Dead fish blanket Greek port Volos after flooding



In early September last year, Storm Daniel barreled into this Mediterranean nation and its islands, killing at least 17 people and destroying swathes of crops, mostly cotton, of which Greece is by far the largest producer in the European Union.

Farmland was flooded in the breadbasket of the Thessaly Plain, to the north of Volos. And the rains also swelled Lake Karla, a nearby body of water that was deliberately reduced in size in the 1960s to increase farmland and combat Malaria.

As the lake waters receded back to normal in the year since, freshwater fish have been forced downstream and into the saltwater of the Pagasetic Gulf at Volos, likely killing them in their hundreds of thousands, officials said this week.

The cleanup is well underway, and most fish have now been removed by trawlers dragging nets, or excavators perched into the shore, dumped in the back of trucks.

Officials put the number of fish in the hundreds of thousands. Looking out over the port Thursday noon local time (5 a.m.
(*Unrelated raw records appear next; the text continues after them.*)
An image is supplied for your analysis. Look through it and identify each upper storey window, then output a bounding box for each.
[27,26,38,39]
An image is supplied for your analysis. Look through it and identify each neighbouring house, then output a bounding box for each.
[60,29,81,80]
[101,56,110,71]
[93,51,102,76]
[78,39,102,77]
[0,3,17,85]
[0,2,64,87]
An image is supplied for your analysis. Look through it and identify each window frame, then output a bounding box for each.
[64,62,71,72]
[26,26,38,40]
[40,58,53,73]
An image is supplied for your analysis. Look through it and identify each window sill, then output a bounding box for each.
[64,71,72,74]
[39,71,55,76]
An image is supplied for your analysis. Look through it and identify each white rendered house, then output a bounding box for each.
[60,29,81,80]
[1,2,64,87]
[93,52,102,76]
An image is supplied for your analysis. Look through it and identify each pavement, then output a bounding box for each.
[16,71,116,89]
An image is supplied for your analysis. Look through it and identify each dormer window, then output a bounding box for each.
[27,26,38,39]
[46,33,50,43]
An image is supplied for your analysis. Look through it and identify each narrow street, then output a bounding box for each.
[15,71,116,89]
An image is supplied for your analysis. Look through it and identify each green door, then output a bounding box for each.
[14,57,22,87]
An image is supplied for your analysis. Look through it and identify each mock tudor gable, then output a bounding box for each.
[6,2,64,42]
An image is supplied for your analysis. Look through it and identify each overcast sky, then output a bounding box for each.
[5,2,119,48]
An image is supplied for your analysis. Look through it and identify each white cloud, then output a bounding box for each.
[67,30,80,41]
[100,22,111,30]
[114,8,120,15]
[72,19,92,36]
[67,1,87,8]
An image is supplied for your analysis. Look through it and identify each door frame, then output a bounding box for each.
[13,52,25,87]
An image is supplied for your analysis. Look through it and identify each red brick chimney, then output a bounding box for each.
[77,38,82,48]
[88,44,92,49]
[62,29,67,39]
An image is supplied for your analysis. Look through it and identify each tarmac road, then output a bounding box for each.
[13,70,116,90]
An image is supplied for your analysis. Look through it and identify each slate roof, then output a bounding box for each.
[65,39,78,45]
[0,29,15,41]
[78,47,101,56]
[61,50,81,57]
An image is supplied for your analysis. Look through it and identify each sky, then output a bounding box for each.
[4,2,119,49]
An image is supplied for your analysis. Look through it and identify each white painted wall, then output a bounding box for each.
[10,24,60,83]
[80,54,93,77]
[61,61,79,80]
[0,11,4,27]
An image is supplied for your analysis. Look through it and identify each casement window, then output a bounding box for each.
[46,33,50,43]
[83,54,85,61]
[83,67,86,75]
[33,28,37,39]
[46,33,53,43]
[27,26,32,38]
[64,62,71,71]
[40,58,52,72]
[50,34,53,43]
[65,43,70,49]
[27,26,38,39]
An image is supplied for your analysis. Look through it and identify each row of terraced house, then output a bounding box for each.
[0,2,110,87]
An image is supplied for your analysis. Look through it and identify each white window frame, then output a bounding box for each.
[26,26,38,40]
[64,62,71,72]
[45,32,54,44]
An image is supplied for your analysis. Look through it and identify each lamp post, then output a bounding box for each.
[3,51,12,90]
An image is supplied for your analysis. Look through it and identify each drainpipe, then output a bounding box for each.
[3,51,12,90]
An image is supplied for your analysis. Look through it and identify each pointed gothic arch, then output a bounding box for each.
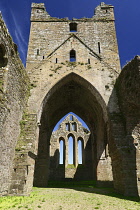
[34,73,111,186]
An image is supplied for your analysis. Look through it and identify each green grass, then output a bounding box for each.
[0,181,140,210]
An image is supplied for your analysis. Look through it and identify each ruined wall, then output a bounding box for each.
[27,3,121,194]
[0,3,140,198]
[0,15,29,195]
[116,56,140,195]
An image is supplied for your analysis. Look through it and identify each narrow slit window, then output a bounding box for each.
[72,122,77,131]
[68,136,74,164]
[70,50,76,62]
[78,140,83,164]
[37,49,39,55]
[98,42,101,53]
[66,123,70,131]
[70,115,73,121]
[69,23,77,32]
[59,140,65,164]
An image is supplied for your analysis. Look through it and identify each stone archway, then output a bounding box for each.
[34,73,112,187]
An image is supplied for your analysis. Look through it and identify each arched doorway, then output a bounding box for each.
[34,73,112,187]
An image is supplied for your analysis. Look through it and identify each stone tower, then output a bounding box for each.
[22,3,120,194]
[0,3,140,196]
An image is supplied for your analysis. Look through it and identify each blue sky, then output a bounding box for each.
[0,0,140,66]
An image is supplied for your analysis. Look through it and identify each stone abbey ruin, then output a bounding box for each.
[0,3,140,196]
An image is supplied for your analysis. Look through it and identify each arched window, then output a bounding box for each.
[78,138,83,164]
[59,138,65,164]
[66,123,70,131]
[68,135,75,164]
[98,42,101,53]
[70,115,73,121]
[71,122,77,131]
[36,49,40,55]
[70,50,76,62]
[69,23,77,32]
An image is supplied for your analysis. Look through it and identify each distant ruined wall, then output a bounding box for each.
[0,15,29,195]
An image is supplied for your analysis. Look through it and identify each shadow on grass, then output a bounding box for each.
[45,180,140,202]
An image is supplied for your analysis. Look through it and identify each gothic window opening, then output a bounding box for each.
[70,115,73,121]
[69,23,77,32]
[68,135,75,164]
[66,123,70,131]
[59,139,65,164]
[70,50,76,62]
[78,139,83,164]
[98,42,101,54]
[37,49,39,55]
[0,44,8,68]
[71,122,77,131]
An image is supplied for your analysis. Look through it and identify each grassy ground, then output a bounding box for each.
[0,182,140,210]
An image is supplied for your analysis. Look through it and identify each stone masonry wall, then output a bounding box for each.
[0,15,29,195]
[49,115,93,180]
[116,56,140,195]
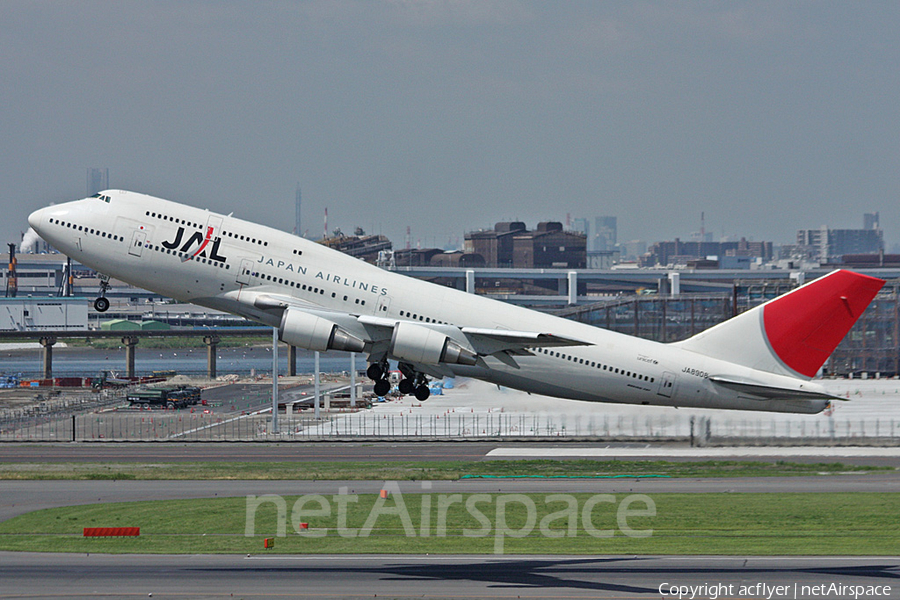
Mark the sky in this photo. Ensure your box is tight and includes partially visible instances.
[0,0,900,248]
ET), Voulgaris, the restaurant owner, estimated that 90% of these had been cleared up.

But a political fight remains — not to mention questions over Greece’s future as a holiday haven as it is increasingly besieged by extreme weather.

Volos mayor Achilleas Beos has accused the central government of failing to put nets at the mouth of the river, which he said would have averted this ecological and economic catastrophe.

“They didn’t do the obvious, to put a protective net,” he said during an animated news conference Wednesday.

He said that rotting fish could create an environmental disaster for other species in the area.

NBC News has requested comment from the Greek environment ministry by phone and email.